# Fuel Filter for Versa Note?



## Shannonplas896 (10 mo ago)

My 2014 Versa Note is at 173000 mi. So I decided to replace the fuel filter. I think I found it, fuel line leading into & another line leading to the engine. The problem is that both auto parts shops near me say this part doesn’t exists. I went to the dealer website and it is not available there either. Why is it not available? Is there a reason? Or is the filter in the fuel pump and the part I see is not really the filter?

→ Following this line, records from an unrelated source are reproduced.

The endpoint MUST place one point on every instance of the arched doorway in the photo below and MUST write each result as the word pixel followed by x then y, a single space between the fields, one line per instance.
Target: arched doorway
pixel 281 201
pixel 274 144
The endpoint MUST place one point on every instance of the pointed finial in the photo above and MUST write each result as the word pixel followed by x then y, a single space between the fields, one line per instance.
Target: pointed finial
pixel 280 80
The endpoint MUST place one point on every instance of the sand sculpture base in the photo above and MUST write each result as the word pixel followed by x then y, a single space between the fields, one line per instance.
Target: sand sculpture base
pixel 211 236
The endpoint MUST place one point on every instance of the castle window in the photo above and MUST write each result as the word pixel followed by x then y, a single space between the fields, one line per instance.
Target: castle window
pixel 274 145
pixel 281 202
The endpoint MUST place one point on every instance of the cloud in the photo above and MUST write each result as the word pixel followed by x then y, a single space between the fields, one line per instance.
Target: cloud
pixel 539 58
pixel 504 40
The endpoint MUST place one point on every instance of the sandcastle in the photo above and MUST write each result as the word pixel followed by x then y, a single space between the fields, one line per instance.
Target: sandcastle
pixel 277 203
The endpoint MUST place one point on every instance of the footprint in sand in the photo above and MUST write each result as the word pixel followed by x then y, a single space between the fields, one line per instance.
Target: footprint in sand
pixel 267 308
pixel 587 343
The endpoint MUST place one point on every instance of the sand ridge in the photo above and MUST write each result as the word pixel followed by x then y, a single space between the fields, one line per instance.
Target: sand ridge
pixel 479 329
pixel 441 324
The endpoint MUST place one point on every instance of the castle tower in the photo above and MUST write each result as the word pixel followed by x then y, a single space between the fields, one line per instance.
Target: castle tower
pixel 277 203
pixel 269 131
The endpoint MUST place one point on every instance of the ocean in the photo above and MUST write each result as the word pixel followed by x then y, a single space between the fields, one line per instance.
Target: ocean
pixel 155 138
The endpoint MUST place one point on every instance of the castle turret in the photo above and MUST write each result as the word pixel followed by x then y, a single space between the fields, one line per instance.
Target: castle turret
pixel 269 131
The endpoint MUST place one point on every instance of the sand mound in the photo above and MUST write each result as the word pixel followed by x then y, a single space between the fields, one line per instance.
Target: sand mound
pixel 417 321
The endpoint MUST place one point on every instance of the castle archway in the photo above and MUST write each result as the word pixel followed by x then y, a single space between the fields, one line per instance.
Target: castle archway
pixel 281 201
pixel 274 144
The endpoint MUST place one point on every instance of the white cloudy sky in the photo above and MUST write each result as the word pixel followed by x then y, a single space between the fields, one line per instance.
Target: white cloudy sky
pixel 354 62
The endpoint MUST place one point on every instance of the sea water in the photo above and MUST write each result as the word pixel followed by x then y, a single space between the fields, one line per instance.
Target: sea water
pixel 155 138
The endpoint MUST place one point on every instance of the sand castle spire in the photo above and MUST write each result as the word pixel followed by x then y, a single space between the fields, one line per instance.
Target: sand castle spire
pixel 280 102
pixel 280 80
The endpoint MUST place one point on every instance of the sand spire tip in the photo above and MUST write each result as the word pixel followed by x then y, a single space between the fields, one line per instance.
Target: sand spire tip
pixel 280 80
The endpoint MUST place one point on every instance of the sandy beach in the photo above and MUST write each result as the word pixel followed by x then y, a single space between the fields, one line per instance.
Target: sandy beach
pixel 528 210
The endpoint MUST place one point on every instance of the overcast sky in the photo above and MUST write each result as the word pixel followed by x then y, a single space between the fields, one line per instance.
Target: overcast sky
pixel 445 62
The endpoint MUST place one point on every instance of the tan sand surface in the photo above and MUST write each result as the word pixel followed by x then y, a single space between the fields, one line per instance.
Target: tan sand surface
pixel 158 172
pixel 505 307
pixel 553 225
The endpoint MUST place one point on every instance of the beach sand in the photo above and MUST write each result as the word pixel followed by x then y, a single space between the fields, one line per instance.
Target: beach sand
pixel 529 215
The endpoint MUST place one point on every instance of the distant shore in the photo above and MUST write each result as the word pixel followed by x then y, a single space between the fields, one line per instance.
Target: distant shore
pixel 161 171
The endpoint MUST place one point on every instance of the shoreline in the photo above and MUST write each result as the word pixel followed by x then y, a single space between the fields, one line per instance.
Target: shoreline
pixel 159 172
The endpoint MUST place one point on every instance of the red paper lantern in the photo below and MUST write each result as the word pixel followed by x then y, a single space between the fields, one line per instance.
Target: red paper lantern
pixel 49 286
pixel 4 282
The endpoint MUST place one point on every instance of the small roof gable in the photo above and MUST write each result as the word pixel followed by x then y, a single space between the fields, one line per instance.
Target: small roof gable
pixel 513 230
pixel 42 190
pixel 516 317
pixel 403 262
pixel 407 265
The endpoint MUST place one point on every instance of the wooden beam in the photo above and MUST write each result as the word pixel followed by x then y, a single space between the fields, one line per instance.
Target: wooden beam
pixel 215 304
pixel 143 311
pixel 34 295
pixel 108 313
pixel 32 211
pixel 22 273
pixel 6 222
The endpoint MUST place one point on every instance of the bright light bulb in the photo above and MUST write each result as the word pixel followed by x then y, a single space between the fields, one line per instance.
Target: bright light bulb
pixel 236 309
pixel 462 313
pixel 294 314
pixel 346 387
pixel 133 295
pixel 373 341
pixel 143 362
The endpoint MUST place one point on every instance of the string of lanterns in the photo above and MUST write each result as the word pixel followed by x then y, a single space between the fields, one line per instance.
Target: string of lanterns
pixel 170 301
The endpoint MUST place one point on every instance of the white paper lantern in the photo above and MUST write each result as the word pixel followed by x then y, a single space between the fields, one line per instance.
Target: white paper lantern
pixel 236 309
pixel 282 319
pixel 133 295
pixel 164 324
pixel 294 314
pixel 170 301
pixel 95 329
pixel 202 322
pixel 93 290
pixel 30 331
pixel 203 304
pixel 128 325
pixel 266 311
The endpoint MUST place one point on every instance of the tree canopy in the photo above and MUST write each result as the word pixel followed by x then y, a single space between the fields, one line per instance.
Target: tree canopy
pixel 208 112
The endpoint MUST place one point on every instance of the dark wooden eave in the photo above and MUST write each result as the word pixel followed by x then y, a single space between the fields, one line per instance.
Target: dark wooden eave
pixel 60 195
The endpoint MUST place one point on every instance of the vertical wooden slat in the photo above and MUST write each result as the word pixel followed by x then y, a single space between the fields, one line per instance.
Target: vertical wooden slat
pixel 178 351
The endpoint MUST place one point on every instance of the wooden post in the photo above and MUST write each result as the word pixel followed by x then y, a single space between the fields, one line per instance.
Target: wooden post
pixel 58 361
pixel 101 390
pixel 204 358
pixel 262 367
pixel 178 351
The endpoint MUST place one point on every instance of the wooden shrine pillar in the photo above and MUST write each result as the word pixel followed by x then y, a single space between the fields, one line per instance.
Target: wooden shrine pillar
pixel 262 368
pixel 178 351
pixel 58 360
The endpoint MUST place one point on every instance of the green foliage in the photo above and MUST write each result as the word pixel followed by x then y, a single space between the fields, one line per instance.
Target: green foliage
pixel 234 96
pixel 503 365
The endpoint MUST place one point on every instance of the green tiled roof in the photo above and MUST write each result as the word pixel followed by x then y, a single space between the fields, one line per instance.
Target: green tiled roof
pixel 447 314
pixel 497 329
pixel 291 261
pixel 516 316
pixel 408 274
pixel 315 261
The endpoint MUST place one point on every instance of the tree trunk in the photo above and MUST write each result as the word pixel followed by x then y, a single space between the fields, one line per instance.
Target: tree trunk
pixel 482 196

I would greatly appreciate some insight if anyone knows. Thanks


----------



## rogoman (Dec 16, 2004)

The fuel filter is located on the fuel pump which is inside the fuel tank. To replace the fuel filter, the entire fuel pump assembly needs to be replaced.


----------



## VStar650CL (Nov 12, 2020)

That's a vacuum damper and not a filter, and the hose is the purge line leading back to the evap canister. The damper smooths out pulses from the intake manifold so the evap pressure sensor gets steady readings and not spiky ones. As Rogo noted, the only filter on your ride is a screen, which is part of the fuel pump assembly.


----------



## Shannonplas896 (10 mo ago)

rogoman said:


> The fuel filter is located on the fuel pump which is inside the fuel tank. To replace the fuel filter, the entire fuel pump assembly needs to be replaced.


----------



## Shannonplas896 (10 mo ago)

Thank you! That clarifies things.


----------



## Shannonplas896 (10 mo ago)

VStar650CL said:


> That's a vacuum damper and not a filter, and the hose is the purge line leading back to the evap canister. The damper smooths out pulses from the intake manifold so the evap pressure sensor gets steady readings and not spiky ones. As Rogo noted, the only filter on your ride is a screen, which is part of the fuel pump assembly.


----------



## Shannonplas896 (10 mo ago)

Thank you for clarifying what the part I misidentified was and where the “filter” actually is. Thanks!


----------



## VStar650CL (Nov 12, 2020)

You're most welcome, happy motoring!


----------